Remix.run Logo
majke 2 hours ago

This has puzzled me for a while. The cited system has 2x89.6 GB/s bandwidth. But a single CCD can do at most 64GB/s of sequential reads. Are claims like "Apple Silicon having 400GB/s" meaningless? I understand a typical single logical CPU can't do more than 50-70GB/s, and it seems like a group of CPU's typically shares a mem controller which is similarly limited.

To rephrase: is it possible to cause 100% mem bandwith utilization with only or 1 or 2 CPU's doing the work per CCD?

ryao 34 minutes ago | parent | next [-]

On Zen 3, I am able to use nearly the full 51.2GB/sec from a single CPU core. I have not tried using two as I got so close to 51.2GB/sec that I had assumed that going higher was not possible.
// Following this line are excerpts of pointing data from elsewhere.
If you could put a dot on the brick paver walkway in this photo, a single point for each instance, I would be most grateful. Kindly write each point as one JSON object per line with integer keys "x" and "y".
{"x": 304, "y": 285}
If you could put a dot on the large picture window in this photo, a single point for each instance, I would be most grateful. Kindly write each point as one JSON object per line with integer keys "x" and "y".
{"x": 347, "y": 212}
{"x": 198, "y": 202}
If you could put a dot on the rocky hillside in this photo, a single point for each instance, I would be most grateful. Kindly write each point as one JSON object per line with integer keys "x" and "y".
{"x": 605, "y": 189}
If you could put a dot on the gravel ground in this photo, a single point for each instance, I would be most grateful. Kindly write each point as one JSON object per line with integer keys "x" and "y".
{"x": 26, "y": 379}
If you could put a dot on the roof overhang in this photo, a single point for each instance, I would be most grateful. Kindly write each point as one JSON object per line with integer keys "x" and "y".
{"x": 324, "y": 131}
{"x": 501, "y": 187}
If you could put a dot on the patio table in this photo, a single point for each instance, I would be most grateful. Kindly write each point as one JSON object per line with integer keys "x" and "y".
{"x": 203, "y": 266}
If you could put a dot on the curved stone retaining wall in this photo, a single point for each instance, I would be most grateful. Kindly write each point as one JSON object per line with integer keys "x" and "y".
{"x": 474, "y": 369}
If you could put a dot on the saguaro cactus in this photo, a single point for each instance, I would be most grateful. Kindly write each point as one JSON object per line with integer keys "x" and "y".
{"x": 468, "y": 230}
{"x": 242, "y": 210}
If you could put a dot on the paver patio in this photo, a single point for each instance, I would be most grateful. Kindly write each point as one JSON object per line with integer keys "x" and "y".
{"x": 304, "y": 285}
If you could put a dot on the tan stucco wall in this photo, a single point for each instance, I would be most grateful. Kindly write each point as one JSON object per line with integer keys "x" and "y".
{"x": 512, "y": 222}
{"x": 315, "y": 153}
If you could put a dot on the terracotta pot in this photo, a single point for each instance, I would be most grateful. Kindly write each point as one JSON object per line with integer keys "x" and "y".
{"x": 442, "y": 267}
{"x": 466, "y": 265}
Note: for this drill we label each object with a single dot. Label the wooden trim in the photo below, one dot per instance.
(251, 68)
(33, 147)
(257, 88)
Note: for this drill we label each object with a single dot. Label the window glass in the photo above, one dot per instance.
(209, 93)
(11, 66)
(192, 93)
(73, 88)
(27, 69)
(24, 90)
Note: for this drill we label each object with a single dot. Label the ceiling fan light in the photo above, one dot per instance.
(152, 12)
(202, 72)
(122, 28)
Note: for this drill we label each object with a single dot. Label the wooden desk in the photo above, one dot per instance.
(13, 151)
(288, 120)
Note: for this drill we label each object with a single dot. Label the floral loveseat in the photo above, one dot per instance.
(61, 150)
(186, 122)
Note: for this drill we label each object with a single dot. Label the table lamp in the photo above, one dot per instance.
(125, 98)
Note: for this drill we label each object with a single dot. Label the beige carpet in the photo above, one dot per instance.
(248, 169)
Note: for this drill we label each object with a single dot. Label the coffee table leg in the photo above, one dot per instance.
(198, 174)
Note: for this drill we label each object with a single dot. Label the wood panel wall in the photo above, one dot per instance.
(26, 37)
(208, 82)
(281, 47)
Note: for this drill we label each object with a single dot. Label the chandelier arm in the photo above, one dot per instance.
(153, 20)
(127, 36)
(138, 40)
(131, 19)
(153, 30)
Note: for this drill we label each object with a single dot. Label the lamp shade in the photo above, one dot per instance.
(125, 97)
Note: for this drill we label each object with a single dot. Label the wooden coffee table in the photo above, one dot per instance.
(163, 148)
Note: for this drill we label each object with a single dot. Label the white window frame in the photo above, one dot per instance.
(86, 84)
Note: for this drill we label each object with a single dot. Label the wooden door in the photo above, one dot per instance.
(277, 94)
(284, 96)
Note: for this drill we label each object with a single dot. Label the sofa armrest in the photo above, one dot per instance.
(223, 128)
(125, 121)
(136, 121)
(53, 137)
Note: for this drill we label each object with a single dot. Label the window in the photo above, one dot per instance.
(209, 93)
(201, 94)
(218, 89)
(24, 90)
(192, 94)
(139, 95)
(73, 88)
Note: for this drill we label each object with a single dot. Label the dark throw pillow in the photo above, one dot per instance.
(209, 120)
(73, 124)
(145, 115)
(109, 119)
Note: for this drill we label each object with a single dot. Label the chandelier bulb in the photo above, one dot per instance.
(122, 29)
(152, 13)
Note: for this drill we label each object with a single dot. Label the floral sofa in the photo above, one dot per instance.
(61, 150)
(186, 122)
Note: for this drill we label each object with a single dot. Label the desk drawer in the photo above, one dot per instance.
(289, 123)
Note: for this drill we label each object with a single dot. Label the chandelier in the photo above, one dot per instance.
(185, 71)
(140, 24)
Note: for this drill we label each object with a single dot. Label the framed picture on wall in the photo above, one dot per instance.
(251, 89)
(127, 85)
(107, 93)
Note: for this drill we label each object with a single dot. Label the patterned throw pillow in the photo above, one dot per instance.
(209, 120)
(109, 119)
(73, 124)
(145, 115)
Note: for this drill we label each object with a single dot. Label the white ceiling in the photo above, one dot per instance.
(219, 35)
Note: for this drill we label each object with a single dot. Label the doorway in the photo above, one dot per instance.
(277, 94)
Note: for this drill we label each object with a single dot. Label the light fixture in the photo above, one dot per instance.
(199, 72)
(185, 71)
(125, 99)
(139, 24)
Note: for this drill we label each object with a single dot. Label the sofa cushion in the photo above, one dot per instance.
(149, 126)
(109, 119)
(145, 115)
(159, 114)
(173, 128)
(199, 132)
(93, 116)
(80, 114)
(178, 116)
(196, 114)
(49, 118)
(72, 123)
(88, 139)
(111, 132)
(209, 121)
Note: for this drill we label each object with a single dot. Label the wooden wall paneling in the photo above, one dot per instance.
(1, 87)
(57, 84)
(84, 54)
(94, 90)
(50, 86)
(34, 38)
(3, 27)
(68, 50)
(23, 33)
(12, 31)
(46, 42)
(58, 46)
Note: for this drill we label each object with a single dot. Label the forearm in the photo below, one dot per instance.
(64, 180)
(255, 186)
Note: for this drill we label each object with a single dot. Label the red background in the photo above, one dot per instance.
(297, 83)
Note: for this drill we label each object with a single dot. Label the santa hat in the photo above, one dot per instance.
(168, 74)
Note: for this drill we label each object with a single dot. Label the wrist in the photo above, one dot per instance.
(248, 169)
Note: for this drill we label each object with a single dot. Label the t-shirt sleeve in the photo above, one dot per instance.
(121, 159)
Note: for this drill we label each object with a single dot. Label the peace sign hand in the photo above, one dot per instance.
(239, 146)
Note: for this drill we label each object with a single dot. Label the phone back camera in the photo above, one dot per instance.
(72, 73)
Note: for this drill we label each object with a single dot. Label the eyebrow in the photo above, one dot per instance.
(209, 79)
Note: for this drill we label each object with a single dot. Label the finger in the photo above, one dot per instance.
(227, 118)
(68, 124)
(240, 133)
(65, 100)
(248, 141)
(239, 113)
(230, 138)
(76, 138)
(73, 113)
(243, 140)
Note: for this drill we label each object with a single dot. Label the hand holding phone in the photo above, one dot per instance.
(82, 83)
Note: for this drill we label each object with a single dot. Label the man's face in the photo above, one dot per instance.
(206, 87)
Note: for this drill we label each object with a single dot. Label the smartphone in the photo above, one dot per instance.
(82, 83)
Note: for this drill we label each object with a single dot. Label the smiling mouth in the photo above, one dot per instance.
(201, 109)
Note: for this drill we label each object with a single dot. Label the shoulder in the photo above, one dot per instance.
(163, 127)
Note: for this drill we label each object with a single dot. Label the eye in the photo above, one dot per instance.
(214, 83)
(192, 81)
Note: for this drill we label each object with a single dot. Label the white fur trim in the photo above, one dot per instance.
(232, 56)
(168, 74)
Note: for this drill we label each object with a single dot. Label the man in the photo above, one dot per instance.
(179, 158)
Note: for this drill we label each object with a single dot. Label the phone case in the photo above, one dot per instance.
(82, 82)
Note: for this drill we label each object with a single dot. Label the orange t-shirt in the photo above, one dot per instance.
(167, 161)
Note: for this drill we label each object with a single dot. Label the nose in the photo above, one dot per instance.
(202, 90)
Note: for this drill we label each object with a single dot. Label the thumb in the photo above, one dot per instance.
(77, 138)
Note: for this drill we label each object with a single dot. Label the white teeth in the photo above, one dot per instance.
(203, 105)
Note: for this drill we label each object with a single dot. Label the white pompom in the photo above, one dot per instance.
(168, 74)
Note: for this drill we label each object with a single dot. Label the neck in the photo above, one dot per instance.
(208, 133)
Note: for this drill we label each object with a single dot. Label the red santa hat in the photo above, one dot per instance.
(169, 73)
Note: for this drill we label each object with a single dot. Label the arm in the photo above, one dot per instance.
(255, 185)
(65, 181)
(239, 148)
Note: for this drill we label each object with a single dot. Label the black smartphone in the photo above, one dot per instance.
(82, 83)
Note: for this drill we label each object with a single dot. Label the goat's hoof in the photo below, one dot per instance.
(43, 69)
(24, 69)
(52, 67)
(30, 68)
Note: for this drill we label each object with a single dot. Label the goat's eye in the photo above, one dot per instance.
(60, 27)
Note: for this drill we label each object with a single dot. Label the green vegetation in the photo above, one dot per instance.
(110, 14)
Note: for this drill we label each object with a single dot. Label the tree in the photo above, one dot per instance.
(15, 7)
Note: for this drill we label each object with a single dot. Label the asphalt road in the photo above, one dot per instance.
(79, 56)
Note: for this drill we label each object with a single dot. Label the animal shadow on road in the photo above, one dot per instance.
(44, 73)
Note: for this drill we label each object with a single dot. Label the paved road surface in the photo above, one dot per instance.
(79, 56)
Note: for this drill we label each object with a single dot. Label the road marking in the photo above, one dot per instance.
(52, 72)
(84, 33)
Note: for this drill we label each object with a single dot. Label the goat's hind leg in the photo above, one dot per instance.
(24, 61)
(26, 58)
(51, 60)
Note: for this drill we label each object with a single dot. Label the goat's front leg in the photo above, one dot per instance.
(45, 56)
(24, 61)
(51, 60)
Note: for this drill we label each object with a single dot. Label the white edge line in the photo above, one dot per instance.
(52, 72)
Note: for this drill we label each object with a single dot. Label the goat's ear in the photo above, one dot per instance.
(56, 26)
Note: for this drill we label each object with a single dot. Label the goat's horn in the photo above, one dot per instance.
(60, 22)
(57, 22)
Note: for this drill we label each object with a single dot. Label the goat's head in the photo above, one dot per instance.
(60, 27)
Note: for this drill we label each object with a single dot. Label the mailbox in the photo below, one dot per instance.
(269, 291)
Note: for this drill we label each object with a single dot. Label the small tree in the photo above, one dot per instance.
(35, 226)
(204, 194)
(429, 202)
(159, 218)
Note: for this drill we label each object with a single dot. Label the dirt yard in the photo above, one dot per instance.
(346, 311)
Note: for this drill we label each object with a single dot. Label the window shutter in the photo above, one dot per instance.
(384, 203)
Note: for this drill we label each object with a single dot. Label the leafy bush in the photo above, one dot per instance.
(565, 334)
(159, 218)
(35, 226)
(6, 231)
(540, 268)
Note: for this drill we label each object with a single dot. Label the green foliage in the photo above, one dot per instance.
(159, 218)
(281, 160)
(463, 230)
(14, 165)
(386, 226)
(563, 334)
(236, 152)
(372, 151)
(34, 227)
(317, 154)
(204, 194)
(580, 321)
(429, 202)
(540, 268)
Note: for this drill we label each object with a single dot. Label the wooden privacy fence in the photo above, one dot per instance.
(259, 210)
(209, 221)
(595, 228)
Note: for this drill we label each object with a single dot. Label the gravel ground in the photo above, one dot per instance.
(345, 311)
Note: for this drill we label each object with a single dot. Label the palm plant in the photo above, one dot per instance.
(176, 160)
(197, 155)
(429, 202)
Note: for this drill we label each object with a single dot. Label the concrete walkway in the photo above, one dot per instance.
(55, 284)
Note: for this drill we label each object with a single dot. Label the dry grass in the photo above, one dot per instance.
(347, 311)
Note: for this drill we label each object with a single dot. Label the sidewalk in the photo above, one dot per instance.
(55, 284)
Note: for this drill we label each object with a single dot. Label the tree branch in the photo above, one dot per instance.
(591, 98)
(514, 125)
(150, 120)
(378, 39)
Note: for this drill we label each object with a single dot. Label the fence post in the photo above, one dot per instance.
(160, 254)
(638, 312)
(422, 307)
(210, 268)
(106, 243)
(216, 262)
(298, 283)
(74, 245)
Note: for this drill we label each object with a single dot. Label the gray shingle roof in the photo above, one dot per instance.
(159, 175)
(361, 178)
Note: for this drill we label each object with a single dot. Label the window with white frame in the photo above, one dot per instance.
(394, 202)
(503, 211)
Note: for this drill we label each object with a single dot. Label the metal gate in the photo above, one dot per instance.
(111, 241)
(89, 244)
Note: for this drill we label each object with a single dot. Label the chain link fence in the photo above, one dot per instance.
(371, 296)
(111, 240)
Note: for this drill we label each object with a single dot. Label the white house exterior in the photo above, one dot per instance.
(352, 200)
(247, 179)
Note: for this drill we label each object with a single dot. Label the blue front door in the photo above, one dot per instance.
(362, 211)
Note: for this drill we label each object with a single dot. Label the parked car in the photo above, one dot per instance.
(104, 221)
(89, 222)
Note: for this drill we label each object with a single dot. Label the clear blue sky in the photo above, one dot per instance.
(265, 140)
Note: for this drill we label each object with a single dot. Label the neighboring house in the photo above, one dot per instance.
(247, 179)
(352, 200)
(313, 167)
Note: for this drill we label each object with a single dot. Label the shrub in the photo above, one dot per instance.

Off the top of my head, I got 49-50GB/sec, but I last measured a couple years ago.

By the way, if the cores were able to load things at full speed, they would be able to use 640GB/sec each. That is 2 AVX-512 loads per cycle at 5GHz. Of course, they never are able to do this due to memory bottlenecks. Maybe Intel’s Xeon Max series with HBM can, but I would not be surprised to see an unadvertised internal bottleneck there too. That said, it is so expensive and rare that few people will ever run code on one.

KeplerBoy 2 hours ago | parent | prev [-]

Aren't those 400 GB/s a figure which only apply when the GPU with its much wider interface is accessing the memory?